Stewart door-kick debate getting dirty

Thursday , March 06, 2014 - 12:07 PM

Tim Gurrister

OGDEN — Prosecutors are angrily and profanely debunking recent statements by defense attorneys for the late Matthew David Stewart.

Earlier this week, deploring what they see as the insanity of door-kick search warrants for pot plants, Stewart’s lawyers went public with their planned defense: that Stewart had no idea the officers breaking down his door to serve a search warrant were police.

Stewart was facing trial in April in the Jan. 4, 2012, shootout that left Weber-Morgan Narcotics Strike Force agent Jared Francom dead and five officers injured, as well as Stewart.

The case is over now, and both sides can comment on the evidence, because a despondent Stewart apparently hanged himself in his cell May 24. A state Department of Public Safety unit is investigating.

“Like many of the citizens in the community, we express sadness and sympathy for Matthew’s family as well as the family of Officer Francom,” Stewart’s lead defense counsel Randy Richards said in a prepared statement issued this week.

“There remain, however, several unanswered questions that have the potential to continue to impact the citizens of Weber County.

“It is this concern that prompts the release of the following information that will hopefully spur an examination and adoption of changes that will safeguard the citizens and the police from another similar tragedy.”

Richards said the officers were dressed like “thugs” in T-shirts and hoodies with nothing to indicate they were police, although later he said there was police insignia, but it was too small to see.

One officer ironically had on a Cheech & Chong T-shirt, he said.

Cheech & Chong are a comedic duo known in the 1970s and ’80s for their love of smoking marijuana.

Prosecutors have stood firm in supporting the need for police “breaches” of suspects’ doors with search warrants even for minor offenses, such as the one at Stewart’s home.

What the defense says is a violation of Fourth Amendment protections against unreasonable search and seizure, the prosecution says is specifically authorized by the Fourth Amendment.

And the Weber County Attorney’s Office responded to Richards’ comments by saying the officers wore light armor vests and raid jackets clearly marked “police.” In interviews, prosecutors used one-word expletives to describe Richards’ depictions of the evidence.

They released evidence photos from the investigation.
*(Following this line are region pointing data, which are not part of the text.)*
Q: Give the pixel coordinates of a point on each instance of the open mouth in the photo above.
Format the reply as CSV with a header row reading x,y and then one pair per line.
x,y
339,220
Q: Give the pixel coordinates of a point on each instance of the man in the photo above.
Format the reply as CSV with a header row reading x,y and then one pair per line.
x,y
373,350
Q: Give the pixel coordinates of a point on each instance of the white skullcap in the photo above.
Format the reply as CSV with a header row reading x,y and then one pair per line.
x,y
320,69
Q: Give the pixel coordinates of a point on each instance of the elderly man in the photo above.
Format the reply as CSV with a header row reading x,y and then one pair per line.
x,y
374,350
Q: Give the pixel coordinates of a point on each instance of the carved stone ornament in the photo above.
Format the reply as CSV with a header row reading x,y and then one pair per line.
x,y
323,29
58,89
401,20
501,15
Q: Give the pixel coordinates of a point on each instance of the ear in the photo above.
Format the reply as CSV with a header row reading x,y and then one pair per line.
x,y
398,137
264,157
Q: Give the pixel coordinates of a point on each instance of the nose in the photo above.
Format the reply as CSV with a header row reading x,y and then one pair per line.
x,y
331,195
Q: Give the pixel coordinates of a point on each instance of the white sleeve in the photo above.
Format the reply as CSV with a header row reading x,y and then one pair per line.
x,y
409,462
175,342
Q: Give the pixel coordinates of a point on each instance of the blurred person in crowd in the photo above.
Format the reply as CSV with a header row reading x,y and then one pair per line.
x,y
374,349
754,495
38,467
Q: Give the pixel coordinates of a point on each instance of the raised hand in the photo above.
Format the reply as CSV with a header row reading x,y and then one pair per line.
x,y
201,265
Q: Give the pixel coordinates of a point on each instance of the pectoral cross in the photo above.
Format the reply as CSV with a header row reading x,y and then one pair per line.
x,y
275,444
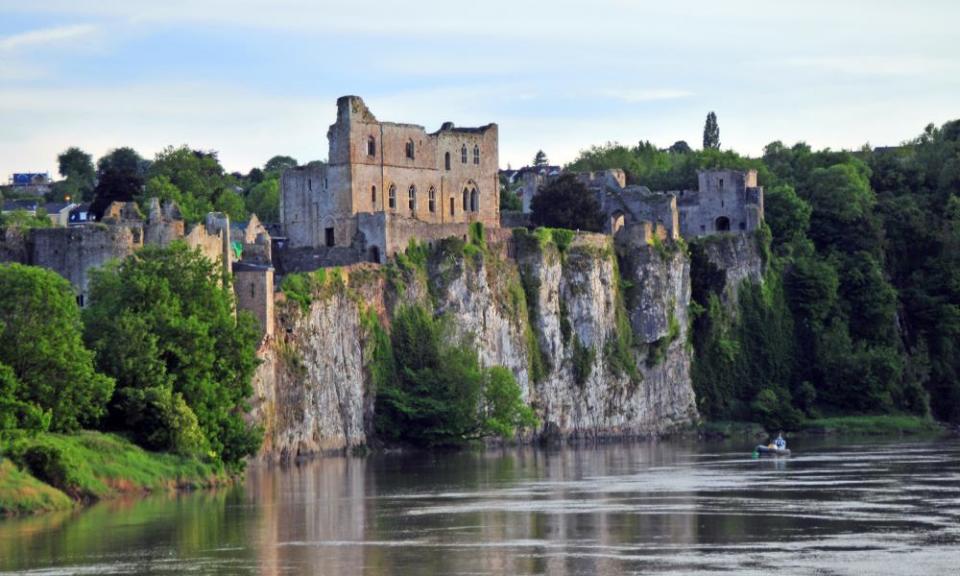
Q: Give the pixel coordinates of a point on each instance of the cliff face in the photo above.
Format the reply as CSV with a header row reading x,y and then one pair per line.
x,y
597,342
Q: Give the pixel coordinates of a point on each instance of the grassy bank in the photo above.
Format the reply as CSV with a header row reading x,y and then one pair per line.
x,y
56,471
887,425
873,426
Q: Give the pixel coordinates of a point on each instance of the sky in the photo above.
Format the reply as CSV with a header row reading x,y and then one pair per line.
x,y
255,78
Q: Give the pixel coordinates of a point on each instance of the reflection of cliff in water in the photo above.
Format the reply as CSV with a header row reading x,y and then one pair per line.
x,y
668,507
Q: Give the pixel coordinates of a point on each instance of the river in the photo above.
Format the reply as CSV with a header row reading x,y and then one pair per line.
x,y
866,507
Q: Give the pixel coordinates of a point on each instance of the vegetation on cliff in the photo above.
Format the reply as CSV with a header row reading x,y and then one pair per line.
x,y
860,308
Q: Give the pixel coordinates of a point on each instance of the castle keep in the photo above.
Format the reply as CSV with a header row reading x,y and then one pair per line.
x,y
386,183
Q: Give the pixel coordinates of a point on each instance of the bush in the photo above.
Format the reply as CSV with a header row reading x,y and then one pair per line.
x,y
52,465
161,420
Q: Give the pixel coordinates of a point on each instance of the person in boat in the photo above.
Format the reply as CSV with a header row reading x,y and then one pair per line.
x,y
780,443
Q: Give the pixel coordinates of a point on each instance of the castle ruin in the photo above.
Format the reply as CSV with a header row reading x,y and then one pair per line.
x,y
386,183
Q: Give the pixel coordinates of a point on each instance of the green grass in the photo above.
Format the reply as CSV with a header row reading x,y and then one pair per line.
x,y
21,493
873,425
91,466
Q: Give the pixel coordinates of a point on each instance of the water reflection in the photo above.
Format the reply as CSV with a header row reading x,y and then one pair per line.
x,y
619,509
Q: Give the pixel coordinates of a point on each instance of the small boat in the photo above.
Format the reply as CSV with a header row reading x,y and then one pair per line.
x,y
762,450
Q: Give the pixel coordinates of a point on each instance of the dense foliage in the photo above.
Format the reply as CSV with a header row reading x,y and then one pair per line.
x,y
566,203
47,376
162,324
433,391
860,308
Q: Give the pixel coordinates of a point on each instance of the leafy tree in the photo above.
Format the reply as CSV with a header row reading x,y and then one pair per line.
x,y
162,324
436,394
711,133
278,164
76,166
264,200
14,412
787,214
41,342
196,181
120,178
566,203
540,159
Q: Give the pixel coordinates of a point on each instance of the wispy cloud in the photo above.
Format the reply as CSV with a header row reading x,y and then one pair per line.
x,y
44,37
646,94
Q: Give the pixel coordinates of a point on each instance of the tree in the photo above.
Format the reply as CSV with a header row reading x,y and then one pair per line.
x,y
278,164
196,181
540,159
566,203
264,200
433,391
787,214
162,324
120,178
76,166
711,133
41,341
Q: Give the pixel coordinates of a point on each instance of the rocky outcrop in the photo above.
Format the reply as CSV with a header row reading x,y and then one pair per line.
x,y
595,334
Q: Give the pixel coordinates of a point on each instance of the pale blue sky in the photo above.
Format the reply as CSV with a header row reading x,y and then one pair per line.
x,y
252,78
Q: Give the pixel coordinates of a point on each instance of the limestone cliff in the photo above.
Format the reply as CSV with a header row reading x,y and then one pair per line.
x,y
595,334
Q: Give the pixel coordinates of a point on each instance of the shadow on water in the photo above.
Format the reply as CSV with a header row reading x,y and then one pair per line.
x,y
660,507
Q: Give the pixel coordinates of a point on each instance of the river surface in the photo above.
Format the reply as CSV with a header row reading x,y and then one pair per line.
x,y
639,508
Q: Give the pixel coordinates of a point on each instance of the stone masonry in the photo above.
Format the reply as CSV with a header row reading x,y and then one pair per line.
x,y
383,177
One image showed the bloodied jacket worn by Agent Shawn Grogan, the first officer shot. His blood partially obscures the word police across the front. He was shot in the face by Stewart from as close as 3 feet away, according to the charges.

Prosecutors said Stewart’s defense team knew or should have known the officers had taken off their vests and jackets in the photos he released.

“What they describe is misrepresentation of the evidence by counsel,” said County Attorney Dee Smith. “We invite any and all media to visit our office and go over every piece of evidence.”

Smith and Deputy Weber County Attorney Chris Shaw also used words describing Richards’ media campaign as the barnyard leavings of farm animals, especially his contention as to whether there was any “friendly fire” injury to the officers.

All officers who arrived on scene that night, more than 50, had standard issue .40-caliber Glock handguns, the favored sidearm of Weber police departments, they said.

The six officers were hit 17 times out of 31 shots fired by Stewart, according to medical testimony that said all were hit by 9 mm bullets from Stewart’s Beretta PX4 Storm model semiautomatic handgun.

“All Stewart’s rounds are accounted for,” said Chief Deputy Weber County Attorney Gary Heward. “All the officers were hit by Stewart’s 9 mm rounds.”

But Richards asserted that 15 of Stewart’s 9 mm rounds hit nothing, leaving 16 to hit the officers, not 17. He would have argued at trial that at least one round of friendly fire hit an officer.

Richards and his co-counsel Bernie Allen also said police fired 200 or more rounds, possibly as many as 250.

The ballistic claims brought another round of expletives from the prosecutors.

Crime scene investigators from the sheriff’s office counted 52 of the .40-caliber police rounds inside Stewart’s home, and 46 outside on the grounds, they said.

Another six rounds from an officer’s .223-caliber rifle were also located on the grounds for a total of 104 police shots fired.

But Richards said the ballistics tests on the officers’ bullets and casings have not been completed by the state Crime Lab. The examinations of Stewart’s ballistics was completed in time for his three-day preliminary hearing last fall.

“So apparently that’s not going to be resolved,” Richards said. “There are a lot of questions. I would have loved to try the case.”